Today we pack the car. Peggy is on crew, and she’s also handling the packing list for Ripley, our four month old puppy who has been promoted to assistant crew on the basis of enthusiasm alone. I am, somehow, thinking about the puppy’s packing list more than my own. She has snacks, a bed, a backup bed, toys, a coat in case it gets cold, and a small wardrobe of contingencies.

I have shoes.

To be fair, I also have everything else I need. I just hate long packing lists and would rather think about the dog. My gear has been quietly ready for weeks. The puppy is the interesting problem.

We’re driving up tomorrow morning to grab a good spot and sleeping in the Buzz.

I’m pretty sure I’ll hit 50K. What happens after that feels unimaginable from where I’m standing, and absolutely fucking impossible from where I was three or four years ago. Back then I hated running. I took it up in response to the death of my daughter. After the New York City Marathon I knew I’d keep going until I hit a wall I couldn’t get over. I haven’t hit it yet. Younger me wouldn’t have believed any of this.
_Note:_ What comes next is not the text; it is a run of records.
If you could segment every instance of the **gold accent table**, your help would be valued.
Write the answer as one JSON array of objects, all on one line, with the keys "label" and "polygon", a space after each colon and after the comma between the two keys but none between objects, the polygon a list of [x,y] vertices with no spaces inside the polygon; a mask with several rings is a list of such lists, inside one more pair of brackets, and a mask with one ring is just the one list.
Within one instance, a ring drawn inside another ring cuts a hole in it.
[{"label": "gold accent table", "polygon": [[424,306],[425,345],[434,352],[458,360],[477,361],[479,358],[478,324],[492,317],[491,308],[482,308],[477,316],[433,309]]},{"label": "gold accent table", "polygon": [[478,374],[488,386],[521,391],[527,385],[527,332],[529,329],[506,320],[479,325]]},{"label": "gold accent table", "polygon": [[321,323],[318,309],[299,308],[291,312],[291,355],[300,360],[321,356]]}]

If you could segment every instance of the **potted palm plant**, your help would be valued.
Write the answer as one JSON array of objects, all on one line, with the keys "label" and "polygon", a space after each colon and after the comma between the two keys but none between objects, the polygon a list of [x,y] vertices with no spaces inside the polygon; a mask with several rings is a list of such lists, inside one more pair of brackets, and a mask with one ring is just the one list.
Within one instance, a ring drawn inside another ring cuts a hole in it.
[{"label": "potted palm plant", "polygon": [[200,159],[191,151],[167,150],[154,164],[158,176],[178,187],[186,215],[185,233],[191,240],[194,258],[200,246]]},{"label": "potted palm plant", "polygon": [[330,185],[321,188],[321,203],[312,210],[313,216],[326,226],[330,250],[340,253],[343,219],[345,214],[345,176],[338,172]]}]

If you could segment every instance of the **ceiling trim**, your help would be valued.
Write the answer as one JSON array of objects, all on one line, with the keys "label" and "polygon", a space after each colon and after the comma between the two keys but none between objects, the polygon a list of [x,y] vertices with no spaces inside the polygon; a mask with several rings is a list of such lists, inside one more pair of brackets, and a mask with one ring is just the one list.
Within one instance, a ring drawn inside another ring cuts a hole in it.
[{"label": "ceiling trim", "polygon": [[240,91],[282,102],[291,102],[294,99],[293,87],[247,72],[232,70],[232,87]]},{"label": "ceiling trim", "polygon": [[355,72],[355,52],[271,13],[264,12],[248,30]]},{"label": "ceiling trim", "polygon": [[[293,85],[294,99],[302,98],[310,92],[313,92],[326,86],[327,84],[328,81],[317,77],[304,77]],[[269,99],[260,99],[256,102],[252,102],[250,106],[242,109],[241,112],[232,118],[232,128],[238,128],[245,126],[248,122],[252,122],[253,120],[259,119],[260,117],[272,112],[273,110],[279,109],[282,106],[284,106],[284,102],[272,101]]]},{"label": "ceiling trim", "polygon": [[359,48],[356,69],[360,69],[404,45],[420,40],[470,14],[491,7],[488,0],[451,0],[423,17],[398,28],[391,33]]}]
Younger me also wouldn’t have believed the puppy.

One thing is going with me that goes with me to every race that matters. A bracelet with some of my daughter’s ashes in it. It’s a little too tight to wear every day, so it mostly waits. I wore it in New York for my first marathon. I’ll wear it or carry it on Saturday.

Two fears are sitting next to each other right now, holding hands like creepy twins in a hallway. One is that I yield at 10 hours, which would still be ultra distance, but would feel like quitting. The other, slightly smaller fear is that I don’t yield when I should and end up doing something genuinely stupid out there. I have not pre-decided a cutoff. I’ll figure it out on the course, probably while talking to a tree.

I’ll be running with myself, for myself, and against myself. My best teammate, my best coach, and my worst critic. All three are coming and none of them shut up.

Two days. Shoes on. Puppy packed. Bracelet on the wrist. Let’s see what’s out there.